Robustness Is a Function, Not a Number: A Factorized Comprehensive Study of OOD Robustness in Vision-Based Driving

Abstract

Out of distribution (OOD) robustness in autonomous driving is often reduced to a single number, hiding what breaks a policy. We decompose environments along five axes: scene (rural/urban), season, weather, time (day/night), and agent mix; and measure performance under controlled k-factor perturbations (k ∈ \0,1,2,3\).
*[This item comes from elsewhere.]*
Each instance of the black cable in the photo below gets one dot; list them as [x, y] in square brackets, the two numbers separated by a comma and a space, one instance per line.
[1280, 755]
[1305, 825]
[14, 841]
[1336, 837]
Using closed loop control in VISTA, we benchmark FC, CNN, and ViT policies, train compact ViT heads on frozen foundation-model (FM) features, and vary ID support in scale, diversity, and temporal context. (1) ViT policies are markedly more OOD-robust than comparably sized CNN/FC, and FM features yield state-of-the-art success at a latency cost. (2) Naive temporal inputs (multi-frame) do not beat the best single-frame baseline. (3) The largest single factor drops are rural → urban and day → night ( 31\% each); actor swaps 10\%, moderate rain 7\%; season shifts can be drastic, and combining a time flip with other changes further degrades performance. (4) FM-feature policies stay above 85\% under three simultaneous changes; non-FM single-frame policies take a large first-shift hit, and all no-FM models fall below 50\% by three changes. (5) Interactions are non-additive: some pairings partially offset, whereas season-time combinations are especially harmful. (6) Training on winter/snow is most robust to single-factor shifts, while a rural+summer baseline gives the best overall OOD performance. (7) Scaling traces/views improves robustness (+11.8 points from 5 to 14 traces), yet targeted exposure to hard conditions can substitute for scale. (8) Using multiple ID environments broadens coverage and strengthens weak cases (urban OOD 60.6\% → 70.1\%) with a small ID drop; single-ID preserves peak performance but in a narrow domain. These results yield actionable design rules for OOD-robust driving policies.